Secure Event Reporting Protocol for Sense-Response Applications

Sense-response applications are widely being used for safeguarding critical infrastructure. In such applications, the sensor nodes detect and report events of interest to the base-station which promptly responds with a physical response. A concern that arises immediately is regarding the ability of the sensor nodes to encounter malicious entities that benefit from any form of damage to the critical infrastructure. Due to the lack of physical security and tamper resistant hardware around the sensor nodes, adversaries can easily compromise them, recover their embedded cryptographic material, and subsequently make them pose as authorized nodes in the network. Such compromised nodes can now launch an attack on the network to either suppress the reporting of genuine events or inject false events to the base-station, thereby rendering the entire system useless. We describe a Secure Event Reporting Protocol (SERP) for sense-response applications which ensures the generation and delivery of valid event reports in the presence of internal attacks launched by compromised nodes within the network.
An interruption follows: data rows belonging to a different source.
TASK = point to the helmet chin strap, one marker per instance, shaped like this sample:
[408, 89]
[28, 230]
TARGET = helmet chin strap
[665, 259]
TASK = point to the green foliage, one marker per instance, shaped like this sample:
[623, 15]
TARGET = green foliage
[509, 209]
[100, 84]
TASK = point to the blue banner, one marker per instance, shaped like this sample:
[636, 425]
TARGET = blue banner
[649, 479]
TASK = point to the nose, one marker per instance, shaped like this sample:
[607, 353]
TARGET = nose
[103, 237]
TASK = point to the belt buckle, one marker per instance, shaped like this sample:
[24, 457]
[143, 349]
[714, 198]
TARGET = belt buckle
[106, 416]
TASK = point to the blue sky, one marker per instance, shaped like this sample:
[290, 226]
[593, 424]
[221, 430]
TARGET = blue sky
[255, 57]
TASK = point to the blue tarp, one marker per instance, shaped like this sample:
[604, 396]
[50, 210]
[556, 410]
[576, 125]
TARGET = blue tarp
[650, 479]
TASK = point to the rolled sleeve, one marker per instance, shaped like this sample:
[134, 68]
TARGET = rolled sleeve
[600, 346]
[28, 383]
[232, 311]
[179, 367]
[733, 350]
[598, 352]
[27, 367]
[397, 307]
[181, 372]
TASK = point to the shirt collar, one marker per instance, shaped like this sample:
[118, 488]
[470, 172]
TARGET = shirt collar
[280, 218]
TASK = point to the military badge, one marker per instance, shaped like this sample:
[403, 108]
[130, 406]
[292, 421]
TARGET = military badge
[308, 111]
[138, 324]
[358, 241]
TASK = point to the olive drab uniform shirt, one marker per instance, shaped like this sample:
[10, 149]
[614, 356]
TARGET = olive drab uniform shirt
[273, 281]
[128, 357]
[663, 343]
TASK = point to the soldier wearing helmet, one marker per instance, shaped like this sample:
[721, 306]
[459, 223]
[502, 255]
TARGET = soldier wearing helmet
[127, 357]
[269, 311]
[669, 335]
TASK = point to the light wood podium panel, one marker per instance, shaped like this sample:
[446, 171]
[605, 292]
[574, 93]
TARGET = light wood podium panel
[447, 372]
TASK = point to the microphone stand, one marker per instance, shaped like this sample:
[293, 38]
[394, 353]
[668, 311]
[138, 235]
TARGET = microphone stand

SERP exploits the redundancy and the mutual oversight within a group of nodes triggered by an event to generate an event report which is authenticated by a subset of these nodes. The protocol depends upon the presence of pairwise cryptographic keys between two nodes detecting a common event. We also propose a scalable post deployment mechanism for establishing these keys in the network. Our scheme exploits the Physical Attributes of the sensor nodes for Key Establishment and is referred to as PAKE. We have developed a prototype implementation of SERP and PAKE mechanisms for Mica2 motes and conducted several experiments to evaluate the overall system resiliency to attacks by internally compromised nodes. The obtained results show that SERP generates event report securely and efficiently.